Die Übernahme wurde offenbar bereits durch die Europäische Kommission genehmigt. Solche Käufe werden stets nach einer viermonatigen Frist offiziell publik gemacht. Neben Apple müssen auch andere von der EU als Gatekeeper titulierte Unternehmen melden. Dies sind Alphabet (Google), ByteDance (TikTok), Meta (Facebook, WhatsApp, Instagram), Amazon sowie Microsoft.

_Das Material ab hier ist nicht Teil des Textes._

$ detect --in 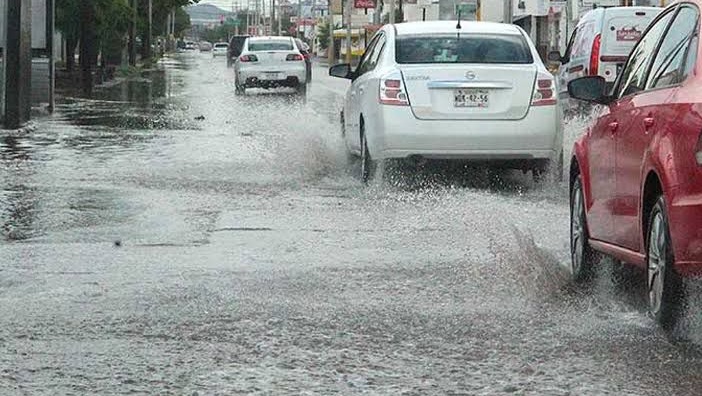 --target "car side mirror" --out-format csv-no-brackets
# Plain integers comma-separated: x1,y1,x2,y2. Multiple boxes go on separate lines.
568,76,612,104
329,63,353,80
548,51,566,64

In Apples Beschreibung der Play-App, die den Apple Design Award für „Innovation“ erhalten hatte, wird die „mächtige, aber leicht zu navigierende“ Nutzerschnittstelle gelobt. „[Sie] hilft Designern, interaktive Prototypen zu erstellen und über Mac und iPhone hinweg zusammenzuarbeiten“. All dies werde in Echtzeit synchronisiert.

Es ist sehr gut möglich, dass der Aufkauf nun dazu führt, dass Teile von Play in Form einer eigenen SwiftUI-Prototyping-App oder schlichtweg als Teil von Xcode erneut auf den Markt kommen. Es ist ein klassischer Kauf von Funktionen, die gut in Apples Portfolio passen. Der Konzern setzt seit Jahren auf derart kleinteilige Aufkäufe, die sich einfach integrieren lassen.